Según los catecismos clásicos, el limbo de los niños era el lugar al que iban a parar quienes morían sin uso de razón y sin haber sido bautizados. Un lugar sin tormento ni gloria. El castigo consistía en vivir en una tercera clase de cavidad distinta del cielo y el infierno, en el que las almas cándidas, además de estar privadas de gloria, sufrirían la condenación de la ausencia de quienes habían tenido la fortuna de salvarse: padres, hermanos y demás familia.
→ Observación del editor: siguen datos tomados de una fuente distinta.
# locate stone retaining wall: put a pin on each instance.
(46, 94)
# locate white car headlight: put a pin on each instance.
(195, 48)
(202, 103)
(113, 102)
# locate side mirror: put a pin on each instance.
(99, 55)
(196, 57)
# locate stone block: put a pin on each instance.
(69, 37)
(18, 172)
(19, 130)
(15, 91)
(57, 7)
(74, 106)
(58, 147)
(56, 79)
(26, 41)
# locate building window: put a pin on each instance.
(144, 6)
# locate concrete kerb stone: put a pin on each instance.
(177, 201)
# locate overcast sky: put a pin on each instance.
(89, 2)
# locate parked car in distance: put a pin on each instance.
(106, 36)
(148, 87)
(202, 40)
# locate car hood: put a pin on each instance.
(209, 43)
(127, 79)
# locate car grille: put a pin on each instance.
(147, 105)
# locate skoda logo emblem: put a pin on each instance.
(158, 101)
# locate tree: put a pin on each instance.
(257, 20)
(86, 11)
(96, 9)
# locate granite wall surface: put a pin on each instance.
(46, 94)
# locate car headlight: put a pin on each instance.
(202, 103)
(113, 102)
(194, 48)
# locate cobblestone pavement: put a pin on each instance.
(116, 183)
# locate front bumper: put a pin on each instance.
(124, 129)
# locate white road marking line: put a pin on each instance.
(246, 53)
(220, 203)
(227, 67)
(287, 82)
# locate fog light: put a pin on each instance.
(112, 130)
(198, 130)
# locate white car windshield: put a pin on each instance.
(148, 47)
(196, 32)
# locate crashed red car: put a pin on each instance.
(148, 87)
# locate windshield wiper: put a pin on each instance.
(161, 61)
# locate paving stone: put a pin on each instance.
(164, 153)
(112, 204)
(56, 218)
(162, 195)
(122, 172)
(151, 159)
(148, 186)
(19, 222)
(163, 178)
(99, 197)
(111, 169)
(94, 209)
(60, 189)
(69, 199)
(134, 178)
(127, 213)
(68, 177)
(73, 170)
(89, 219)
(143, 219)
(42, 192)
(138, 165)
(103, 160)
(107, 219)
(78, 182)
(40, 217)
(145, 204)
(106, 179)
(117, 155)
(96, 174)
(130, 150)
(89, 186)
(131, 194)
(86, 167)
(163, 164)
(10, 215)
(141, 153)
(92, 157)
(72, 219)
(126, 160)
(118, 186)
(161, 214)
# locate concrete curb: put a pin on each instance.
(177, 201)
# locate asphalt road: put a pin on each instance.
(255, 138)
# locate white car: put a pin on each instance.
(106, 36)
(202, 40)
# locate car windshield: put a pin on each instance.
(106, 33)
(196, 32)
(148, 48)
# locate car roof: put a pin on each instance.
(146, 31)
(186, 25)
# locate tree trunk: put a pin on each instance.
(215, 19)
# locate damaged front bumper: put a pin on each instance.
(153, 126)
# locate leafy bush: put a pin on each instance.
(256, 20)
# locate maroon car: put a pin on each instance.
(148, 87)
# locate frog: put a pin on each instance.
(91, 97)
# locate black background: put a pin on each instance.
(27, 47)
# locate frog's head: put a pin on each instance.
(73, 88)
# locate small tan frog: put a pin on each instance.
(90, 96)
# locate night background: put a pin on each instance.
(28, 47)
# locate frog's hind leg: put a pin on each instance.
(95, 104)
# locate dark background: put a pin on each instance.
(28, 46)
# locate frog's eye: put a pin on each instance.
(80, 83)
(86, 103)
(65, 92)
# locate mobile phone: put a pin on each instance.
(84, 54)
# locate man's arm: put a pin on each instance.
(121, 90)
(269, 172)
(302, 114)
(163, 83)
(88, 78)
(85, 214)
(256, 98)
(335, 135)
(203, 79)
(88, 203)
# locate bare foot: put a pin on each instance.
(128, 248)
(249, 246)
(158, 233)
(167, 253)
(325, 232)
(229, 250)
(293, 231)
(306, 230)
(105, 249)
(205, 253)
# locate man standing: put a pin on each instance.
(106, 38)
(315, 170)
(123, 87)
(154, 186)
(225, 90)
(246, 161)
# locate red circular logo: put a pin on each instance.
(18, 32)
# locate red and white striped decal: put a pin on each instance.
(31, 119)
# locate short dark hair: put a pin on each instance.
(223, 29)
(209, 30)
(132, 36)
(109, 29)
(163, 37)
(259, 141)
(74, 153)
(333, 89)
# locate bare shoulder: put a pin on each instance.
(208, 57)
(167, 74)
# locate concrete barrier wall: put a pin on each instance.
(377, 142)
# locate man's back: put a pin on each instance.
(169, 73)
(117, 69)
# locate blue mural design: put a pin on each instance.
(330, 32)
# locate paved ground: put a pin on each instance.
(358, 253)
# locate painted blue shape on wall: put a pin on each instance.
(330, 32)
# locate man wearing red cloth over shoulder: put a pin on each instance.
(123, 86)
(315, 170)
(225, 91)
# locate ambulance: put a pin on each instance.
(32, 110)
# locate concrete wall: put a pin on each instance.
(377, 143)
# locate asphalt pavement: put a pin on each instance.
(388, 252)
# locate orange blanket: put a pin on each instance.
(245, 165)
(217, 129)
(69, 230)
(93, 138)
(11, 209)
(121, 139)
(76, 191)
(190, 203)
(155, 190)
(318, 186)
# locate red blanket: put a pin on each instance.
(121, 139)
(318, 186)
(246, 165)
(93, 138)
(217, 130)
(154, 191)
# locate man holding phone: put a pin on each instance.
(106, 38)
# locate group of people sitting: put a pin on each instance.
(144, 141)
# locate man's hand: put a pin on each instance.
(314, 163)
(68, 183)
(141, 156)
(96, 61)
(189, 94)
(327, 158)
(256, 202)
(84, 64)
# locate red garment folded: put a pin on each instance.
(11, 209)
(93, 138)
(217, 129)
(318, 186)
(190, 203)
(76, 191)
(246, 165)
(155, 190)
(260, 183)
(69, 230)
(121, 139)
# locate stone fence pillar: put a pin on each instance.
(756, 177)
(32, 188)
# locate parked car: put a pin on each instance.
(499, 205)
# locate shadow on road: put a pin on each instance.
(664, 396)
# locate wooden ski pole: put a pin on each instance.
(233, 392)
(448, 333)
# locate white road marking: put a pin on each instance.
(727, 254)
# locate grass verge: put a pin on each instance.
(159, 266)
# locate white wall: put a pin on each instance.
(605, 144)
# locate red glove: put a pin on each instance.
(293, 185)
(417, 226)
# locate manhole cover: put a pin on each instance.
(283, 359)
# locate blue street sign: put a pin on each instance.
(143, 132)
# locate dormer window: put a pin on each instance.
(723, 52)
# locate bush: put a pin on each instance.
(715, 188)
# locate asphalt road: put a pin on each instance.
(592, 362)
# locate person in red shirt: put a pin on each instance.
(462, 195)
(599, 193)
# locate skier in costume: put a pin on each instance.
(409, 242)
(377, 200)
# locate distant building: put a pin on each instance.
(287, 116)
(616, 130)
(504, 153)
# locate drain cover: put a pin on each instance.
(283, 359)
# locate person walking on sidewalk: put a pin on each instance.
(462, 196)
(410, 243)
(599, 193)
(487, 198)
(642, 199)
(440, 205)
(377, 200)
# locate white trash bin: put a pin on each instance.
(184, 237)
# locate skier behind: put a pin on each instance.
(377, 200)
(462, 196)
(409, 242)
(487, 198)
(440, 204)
La doctrina tridentina incentivaba con tales argumentos el bautismo rápido de los recién nacidos.
La doctrina que coloca en el limbo a los niños muertos sin haber cometido pecado, pero con la culpa del pecado original no lavada por el bautismo, es de origen medieval y poco relevante entre los teólogos modernos a no ser porque se hermana con la idea, también arrumbada por el Vaticano II, de que fuera de la Iglesia romana no había salvación.
La decisión de cerrar el limbo la impulsó el papa polaco encargando el asunto a una Comisión Teológica Internacional liderada por el hoy papa Ratzinger. La encomienda tenía su relevancia porque no era sólo liquidar la idea de cielo o infierno como lugares concretos en el firmamento, sino un repaso en toda regla a las tesis clásicas sobre el pecado original. En esta revisión cartográfica, la semana pasada Ratzinger solucionó uno de los vacíos creados por su antecesor. Tras la eliminación del limbo, a los padres creyentes les preocupaba la situación de los niños muertos no bautizados. La vuelta al paraíso es la solución apuntada.
Desde san Agustín al Vaticano II la Iglesia de Roma había sostenido la visión clásica del hombre en pecado desde que Eva y la serpiente liaron a Adán para comerse juntos una manzana. La escatología cristiana posterior al Vaticano II sostiene que fue introducido por san Agustín, al extender a todos los hombres la culpa por aquel pecado original -sucedido en un paraíso que la ciencia tampoco pudo encontrar-, lo que hizo fue una mala traducción de una de las epístolas de san Pablo.